Results. Acinar lumenal pH drop and recovery in areas near exocytotic events induced by physiological stimulation were observed in 2mM HEPES buffered solution (pH = 7.4) as previously described (Behrendorff et al., 2010). In 2mM HCO3 buffered solution (pH = 7.4), a similar pH drop but faster pH recovery was observed in the acinar lumen. Inhibition of TMEM16A by a selective inhibitor, T16A(inh)-A01, slowed down the pH recovery significantly in 2mM HCO3 buffered solution.

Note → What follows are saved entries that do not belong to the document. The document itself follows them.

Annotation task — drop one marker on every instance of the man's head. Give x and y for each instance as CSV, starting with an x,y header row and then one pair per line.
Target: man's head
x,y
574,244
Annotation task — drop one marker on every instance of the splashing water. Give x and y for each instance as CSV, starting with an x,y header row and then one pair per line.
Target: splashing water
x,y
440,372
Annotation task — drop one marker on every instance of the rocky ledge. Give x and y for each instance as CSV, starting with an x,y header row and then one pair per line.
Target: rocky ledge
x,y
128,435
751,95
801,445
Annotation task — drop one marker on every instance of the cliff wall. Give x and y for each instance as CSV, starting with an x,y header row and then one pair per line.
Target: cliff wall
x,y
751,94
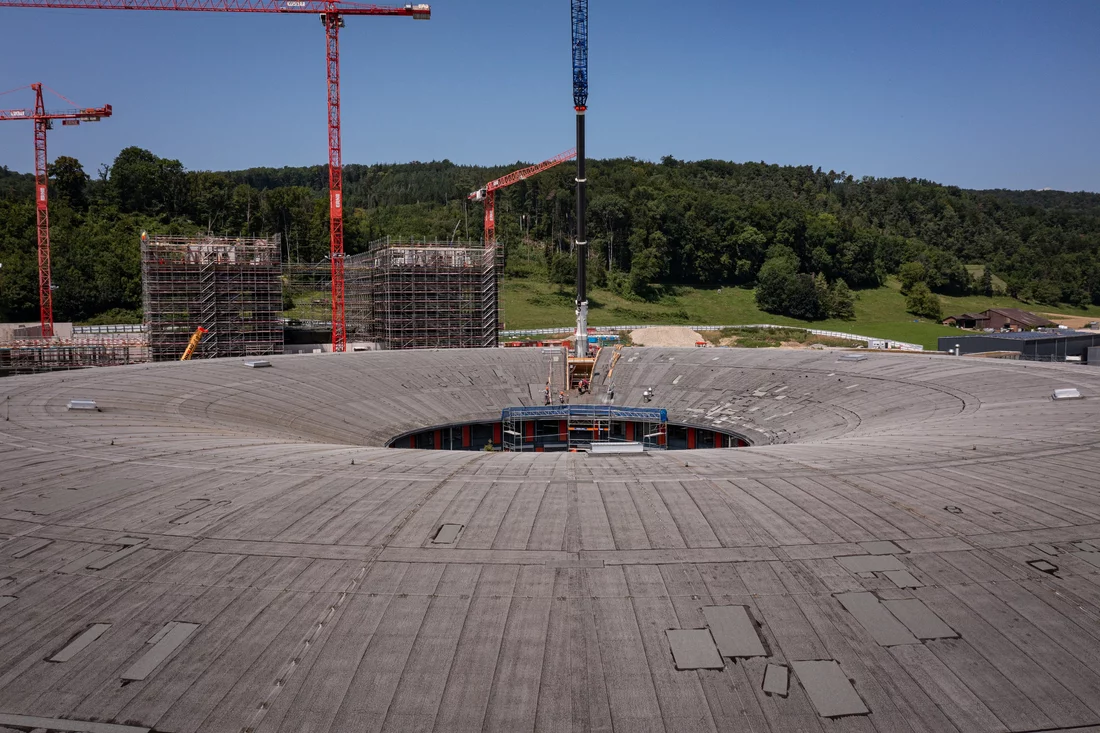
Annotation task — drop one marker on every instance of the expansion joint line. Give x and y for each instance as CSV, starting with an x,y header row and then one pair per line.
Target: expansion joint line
x,y
329,614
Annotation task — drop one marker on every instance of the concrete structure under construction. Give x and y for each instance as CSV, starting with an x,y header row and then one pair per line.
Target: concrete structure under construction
x,y
231,286
910,544
428,295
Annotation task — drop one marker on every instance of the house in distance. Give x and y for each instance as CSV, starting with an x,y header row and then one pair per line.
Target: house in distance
x,y
1000,319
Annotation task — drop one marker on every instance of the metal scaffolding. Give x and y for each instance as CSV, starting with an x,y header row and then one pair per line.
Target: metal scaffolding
x,y
578,427
231,286
34,358
431,295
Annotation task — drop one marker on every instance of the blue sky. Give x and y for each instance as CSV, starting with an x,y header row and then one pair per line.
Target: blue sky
x,y
978,94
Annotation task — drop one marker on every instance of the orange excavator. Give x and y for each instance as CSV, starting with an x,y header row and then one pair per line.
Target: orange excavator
x,y
193,343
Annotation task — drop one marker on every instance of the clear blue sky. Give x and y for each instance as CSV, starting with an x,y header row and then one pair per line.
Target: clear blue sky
x,y
978,94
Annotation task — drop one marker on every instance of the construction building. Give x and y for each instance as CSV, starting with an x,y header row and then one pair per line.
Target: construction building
x,y
428,295
231,286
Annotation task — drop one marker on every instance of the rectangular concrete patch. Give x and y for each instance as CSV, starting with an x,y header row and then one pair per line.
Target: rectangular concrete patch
x,y
903,579
80,643
882,547
919,619
693,648
883,627
1089,557
447,534
734,632
161,651
776,679
33,547
101,562
828,689
870,562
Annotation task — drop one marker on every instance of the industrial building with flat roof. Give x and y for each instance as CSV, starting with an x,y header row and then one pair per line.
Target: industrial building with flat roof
x,y
1032,346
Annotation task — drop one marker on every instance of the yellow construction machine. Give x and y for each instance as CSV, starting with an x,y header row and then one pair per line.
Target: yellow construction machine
x,y
193,343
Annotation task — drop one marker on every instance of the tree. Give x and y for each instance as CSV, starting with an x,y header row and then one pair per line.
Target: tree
x,y
843,304
910,274
987,282
142,183
69,181
923,302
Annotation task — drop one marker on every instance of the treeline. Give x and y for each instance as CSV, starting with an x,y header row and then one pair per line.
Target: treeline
x,y
707,222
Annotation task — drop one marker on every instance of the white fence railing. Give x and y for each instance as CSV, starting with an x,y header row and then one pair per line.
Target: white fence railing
x,y
871,341
116,328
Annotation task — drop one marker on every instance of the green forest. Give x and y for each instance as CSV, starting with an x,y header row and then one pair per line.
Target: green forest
x,y
805,239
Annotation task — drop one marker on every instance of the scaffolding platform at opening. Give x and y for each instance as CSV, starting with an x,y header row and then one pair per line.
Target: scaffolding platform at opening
x,y
580,427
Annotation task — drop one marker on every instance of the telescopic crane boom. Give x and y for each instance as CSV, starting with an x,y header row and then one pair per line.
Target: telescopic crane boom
x,y
331,13
580,24
44,121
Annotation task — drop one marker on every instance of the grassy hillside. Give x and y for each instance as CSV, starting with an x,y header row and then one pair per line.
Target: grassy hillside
x,y
880,313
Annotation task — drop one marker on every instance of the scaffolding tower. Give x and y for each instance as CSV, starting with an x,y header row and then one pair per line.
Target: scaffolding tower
x,y
231,286
432,295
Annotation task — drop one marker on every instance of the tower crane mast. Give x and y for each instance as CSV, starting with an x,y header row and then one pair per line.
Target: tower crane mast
x,y
44,121
331,13
580,24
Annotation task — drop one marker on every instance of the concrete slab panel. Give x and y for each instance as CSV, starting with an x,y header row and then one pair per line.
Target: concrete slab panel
x,y
693,648
777,679
829,689
919,619
870,562
734,631
80,643
883,627
67,725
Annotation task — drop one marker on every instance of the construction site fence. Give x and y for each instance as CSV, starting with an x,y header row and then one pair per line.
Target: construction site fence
x,y
870,340
114,328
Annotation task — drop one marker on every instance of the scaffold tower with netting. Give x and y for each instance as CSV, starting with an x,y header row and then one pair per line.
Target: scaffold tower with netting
x,y
229,285
433,295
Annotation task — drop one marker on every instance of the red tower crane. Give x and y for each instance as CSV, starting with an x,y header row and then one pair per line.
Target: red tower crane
x,y
331,13
487,194
43,121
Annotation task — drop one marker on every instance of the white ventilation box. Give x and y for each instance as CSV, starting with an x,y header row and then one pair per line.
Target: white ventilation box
x,y
1068,393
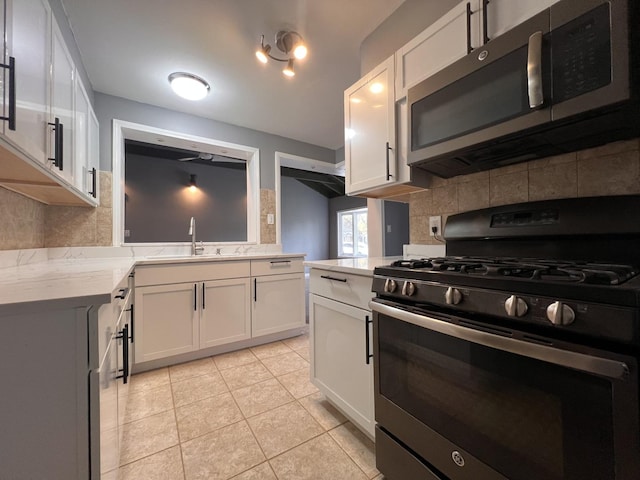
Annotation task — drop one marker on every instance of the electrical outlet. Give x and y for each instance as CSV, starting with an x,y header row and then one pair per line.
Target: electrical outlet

Conclusion. Bicarbonate secretion via TMEM16A helped pH recovery from an acid load in the acinar lumen caused by bulk proton release from exocytosis events.

Behrendorff N, Floetenmeyer M, Schwiening C & Thorn P. (2010) Gastroenterology, 139: 1711-20.

Steward MC, Ishiguro H & Case RM. (2005) Annual Review of Physiology, 67: 377-409.

Park MK, Lomax RB, Tepikin AV & Petersen OH. (2001) Proceedings of the National Academy of Sciences of the United States of America, 98: 10948-53.

Ousingsawat J, Martins JR, Schreiber R, Rock JR, Harfe BD & Kunzelmann K. (2009) The Journal of Biological Chemistry, 284: 28698-703.

Jung J, Nam JH, Park HW, Oh U, Yoon JH & Lee MG. (2013) Proceedings of the National Academy of Sciences of the United States of America 110: 360-5.

Ito K, Miyashita Y & Kasai H. (1997) The EMBO Journal, 16: 242-51.